谷間の襲撃
王都を発ち、街道を南へ数日。森は途切れ、乾いた風が吹き抜ける谷間へ差し掛かった。両側の岩壁は白く陽を返し、空気はじりじりと肌を焦がす。鳥の声もなく、不自然な沈黙が続いていた。
荷台に腰を下ろしたリュシエルは、煙草をくわえたくなる衝動を抑えて空を見上げた。
「静かすぎるねぇ……風が砂ばっかり運んでる」
馬上のカリムは険しい目で周囲を見渡す。
「谷間は絶好の待ち伏せ場だ。油断するな」
黒衣のルーサーが静かに掌を掲げる。
「……気配がある。岩陰に十数……いや二十近い。素人ではないな」
次の瞬間、怒声が谷に響いた。
「止まれッ! 荷を置いていけ!」
岩陰から粗末な鎧の男たちが雪崩のように現れた。剣、槍、弓と武器はばらばらだが、飢えた眼だけは共通していた。
「はぁ……出たねぇ」
リュシエルは大げさにため息をつく。
「せっかく景色を楽しんでたのに。仕方ない、ちょっと遊んでやるか」
盗賊が一斉に駆け寄る。
リュシエルは手を軽く振ると、荷台の上から囁くように呪文を紡いだ。足元の砂が一瞬で泥に変わり、突っ込んできた三人が膝まで沈んで動けなくなる。
「足元見なきゃ、ねぇ」
弓を構えた盗賊が矢を放つ。しかし矢は彼女の前で突風に弾かれ、逆に撃った本人の足元に突き刺さった。

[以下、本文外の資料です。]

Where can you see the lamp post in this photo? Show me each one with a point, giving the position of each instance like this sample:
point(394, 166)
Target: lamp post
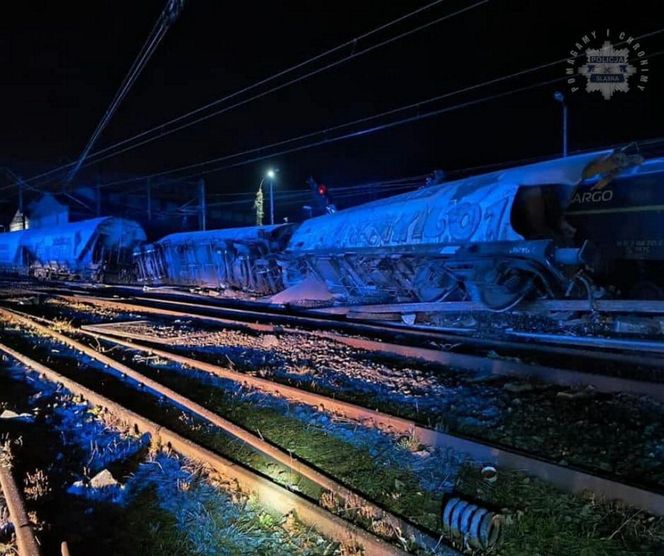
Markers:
point(270, 175)
point(560, 97)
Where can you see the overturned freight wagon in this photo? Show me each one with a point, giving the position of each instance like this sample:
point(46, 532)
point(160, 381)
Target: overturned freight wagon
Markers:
point(97, 250)
point(494, 238)
point(237, 258)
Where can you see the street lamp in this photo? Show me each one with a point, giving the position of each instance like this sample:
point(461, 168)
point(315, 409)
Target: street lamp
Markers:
point(560, 97)
point(271, 174)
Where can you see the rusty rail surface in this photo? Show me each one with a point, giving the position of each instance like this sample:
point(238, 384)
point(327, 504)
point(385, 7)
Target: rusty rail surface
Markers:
point(475, 363)
point(563, 477)
point(270, 495)
point(568, 479)
point(285, 458)
point(25, 537)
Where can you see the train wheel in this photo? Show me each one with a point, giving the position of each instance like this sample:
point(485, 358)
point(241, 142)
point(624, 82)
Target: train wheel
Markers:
point(506, 291)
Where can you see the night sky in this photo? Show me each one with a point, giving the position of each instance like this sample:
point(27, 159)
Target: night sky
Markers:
point(63, 61)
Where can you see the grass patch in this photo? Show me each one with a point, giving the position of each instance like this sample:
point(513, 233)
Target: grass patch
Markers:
point(543, 520)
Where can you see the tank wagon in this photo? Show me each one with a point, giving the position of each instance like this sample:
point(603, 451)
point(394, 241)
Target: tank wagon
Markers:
point(239, 258)
point(98, 250)
point(624, 220)
point(495, 238)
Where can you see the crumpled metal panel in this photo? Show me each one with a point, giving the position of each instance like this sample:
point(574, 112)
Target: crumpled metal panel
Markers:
point(67, 247)
point(242, 258)
point(474, 209)
point(10, 248)
point(71, 245)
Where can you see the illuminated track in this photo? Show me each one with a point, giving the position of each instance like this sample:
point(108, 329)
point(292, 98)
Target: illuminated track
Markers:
point(476, 363)
point(567, 478)
point(270, 494)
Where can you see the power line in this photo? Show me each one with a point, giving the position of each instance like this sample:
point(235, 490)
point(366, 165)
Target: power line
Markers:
point(326, 131)
point(352, 42)
point(166, 18)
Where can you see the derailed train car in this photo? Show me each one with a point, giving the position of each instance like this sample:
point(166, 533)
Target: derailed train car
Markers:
point(239, 258)
point(495, 238)
point(98, 250)
point(624, 220)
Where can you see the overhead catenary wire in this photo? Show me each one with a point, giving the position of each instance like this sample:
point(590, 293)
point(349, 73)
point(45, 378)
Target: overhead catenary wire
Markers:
point(166, 17)
point(486, 83)
point(354, 54)
point(326, 131)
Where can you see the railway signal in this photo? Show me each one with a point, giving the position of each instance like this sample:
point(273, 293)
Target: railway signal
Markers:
point(322, 200)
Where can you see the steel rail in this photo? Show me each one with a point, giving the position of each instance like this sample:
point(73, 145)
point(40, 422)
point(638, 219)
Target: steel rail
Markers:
point(475, 363)
point(611, 343)
point(287, 459)
point(566, 478)
point(252, 313)
point(392, 330)
point(270, 494)
point(25, 538)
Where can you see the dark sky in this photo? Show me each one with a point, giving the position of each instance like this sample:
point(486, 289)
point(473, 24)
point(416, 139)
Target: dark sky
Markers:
point(63, 61)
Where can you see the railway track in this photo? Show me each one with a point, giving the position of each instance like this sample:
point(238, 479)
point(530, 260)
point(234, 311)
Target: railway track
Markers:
point(570, 479)
point(403, 346)
point(271, 494)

「矢はちゃんと狙って飛ばさなきゃさ。……命中率ゼロじゃあ商売にならないよ」
岩陰から回り込んだ二人に向けて、リュシエルは片手を掲げる。指先から火花が走り、刹那に彼らの剣が灼熱に包まれた。金属は悲鳴のように鳴り、握った盗賊が慌てて手を離す。
「熱いかい? エルフの前で余裕こいて武器へ魔力を流さないのは素人さ。身包み剥がされちまう」
ルーサーの詠唱が響き、眩い光が谷を照らす。十数人が一瞬にして目を押さえ、よろめいた。
カリムは槍を回し、馬上から突き下ろすように盗賊を薙ぎ払った。軍人の動きは淀みなく、迫る敵を次々と押し返す。
戦意を削がれた盗賊たちは、次第に悲鳴と呻き声を上げ始めた。リュシエルは剣に手をかけることなく、魔法だけで彼らを封じ込めていく。
やがて谷間には呻く盗賊ばかりが転がった。
ルーサーが一人を引きずり出し、冷たい眼差しを向ける。
「誰に雇われた?」
盗賊は血の混じった唾を吐き、叫んだ。
「ち、違う! 雇われたんじゃねぇ! 南に行く馬車に金目の荷があるって噂を聞いただけだ!」
別の盗賊も慌てて声を上げる。
「“影の連中”が喋ってたって話だ……俺たちは、ただ噂に乗っただけなんだ!」
リュシエルは腕を組み、口角を吊り上げた。
「影の連中ねぇ……。リンボの鍵が、盗賊にまで名前を売るとは。悪名高いってのも大したもんだ」
カリムは苦い顔をして槍を収める。
「ただの盗賊にまで噂を流す……奴らの手は広いな。国境を越えて浸透している証拠だ」
ルーサーは無言で盗賊を縛り上げ、岩陰に放り出した。
「哀れな駒だ。だが情報は有用だ」
リュシエルは荷台に腰を戻し、空を仰いで笑った。
「剣を抜かずに済んでよかったよ。あたしの剣は、気安く抜くもんじゃないからねぇ」
馬車は再び南街道を進む。照り返しの熱気は強まり、遠くには砂丘の霞が揺れていた。
「歓迎か、罠か……さて、どっちが待ってるやら」
リュシエルの呟きが、砂混じりの風に消えていった。